Two company directors and their company have been ordered to pay £130,000 for illegally exporting 187 tonnes of hazardous WEEE to six African countries between 2011 and 2015. One of the directors was also given a 9 month suspended sentence.

The prosecution, brought by the Environment Agency, follows their officers finding eleven shipping containers full of electrical waste destined for Nigeria, Ghana and Tanzania – where there are insufficient controls to avoid pollution and harm to people and the environment.

The BBC’s Panorama programme fitted a hidden tracking device to a broken television and left it at a civic amenity site in South London. The TV was tracked to the recycler’s site in Warrington and then back down to Felixstowe port, where officers found the TV in a shipping container. It was seized before it was illegally exported. This evidence formed a crucial part of the Environment Agency prosecution case. These 40-foot containers, each with about 15 tonnes of e-waste inside, had wrapped items at the front, which were made to look like working products. However, further back the container included hazardous cathode ray televisions and broken fridge freezers, which were described as second-hand goods but didn’t work.

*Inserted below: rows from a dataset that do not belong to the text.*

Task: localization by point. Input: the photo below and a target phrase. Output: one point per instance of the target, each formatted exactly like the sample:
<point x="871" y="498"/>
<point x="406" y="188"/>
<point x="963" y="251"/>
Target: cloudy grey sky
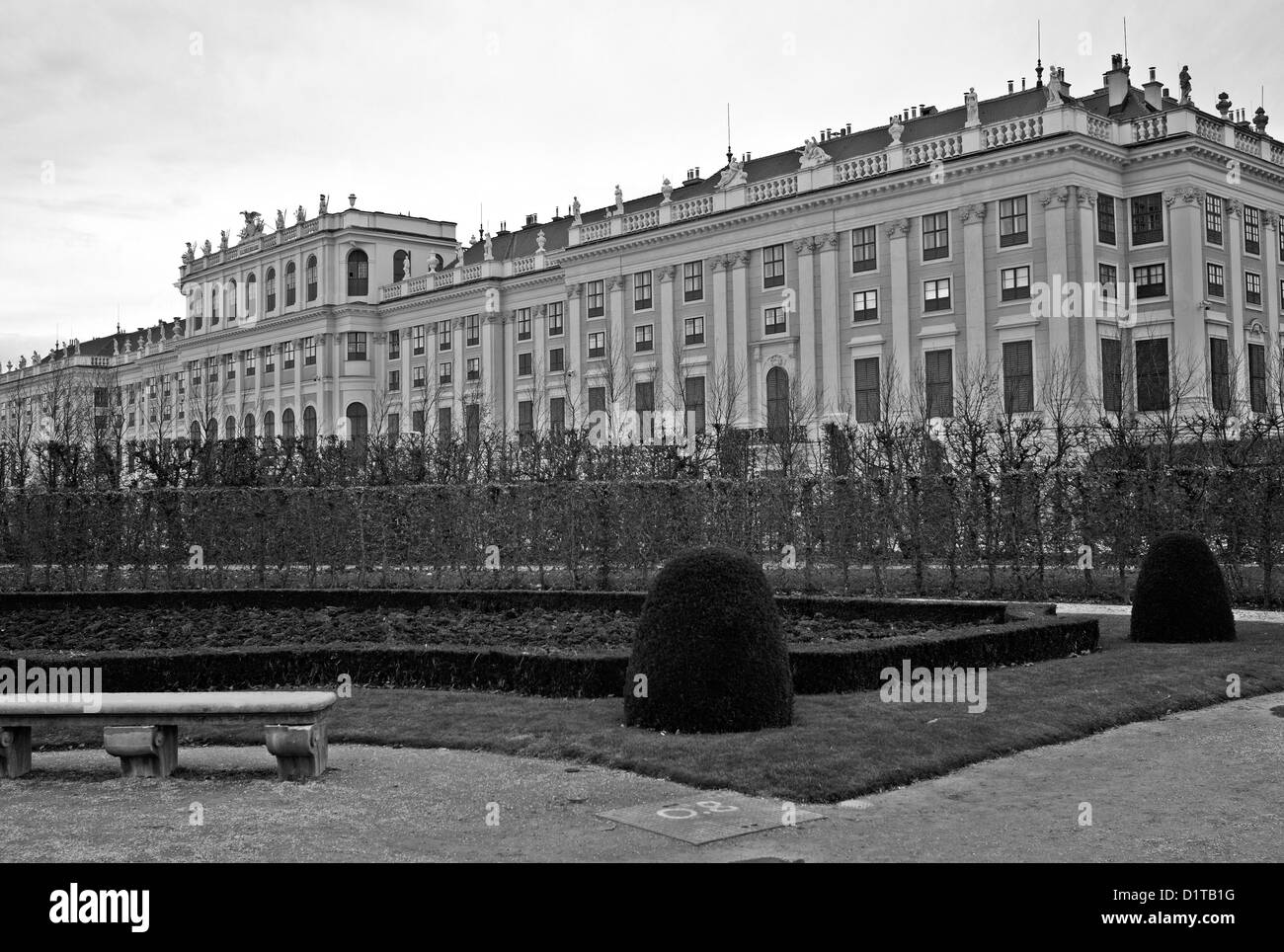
<point x="132" y="125"/>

In addition to these eleven containers planned for illegal export, the Environment Agency prosecutors told the court that the company had illegally exported another 186 shipping containers to Nigeria, Ghana, the Ivory Coast, Tanzania, Gambia and Togo.

The company and its directors pleaded guilty to shipping the containers illegally. Director, Mark Daniels, was given a 9-month custodial sentence suspended for 2 years and ordered to pay £50,000 Proceeds of Crime Act (POCA) and a £20,000 contribution to costs. Daniels Recycling Ltd was fined a total of £25,000 (£5k per offence pleaded to). Fellow director, Lynn Gallop, was fined £450, with £25,000 POCA and a contribution to costs of £10,000. Other defendants have also pleaded guilty to exporting six of the containers, having bought the waste from Daniels Recycling – their sentencing has been adjourned to March 2016.

B2B Compliance Project Director, Mark Sayers, commented “This case highlights the absolute necessity for Producers, obligated under the WEEE Regulations, to ensure that their Compliance Scheme providers have strong and close relationships with their contracted recyclers – supported by extensive and intensive auditing procedures – so-called ‘cheap’ compliance can come at a high cost!”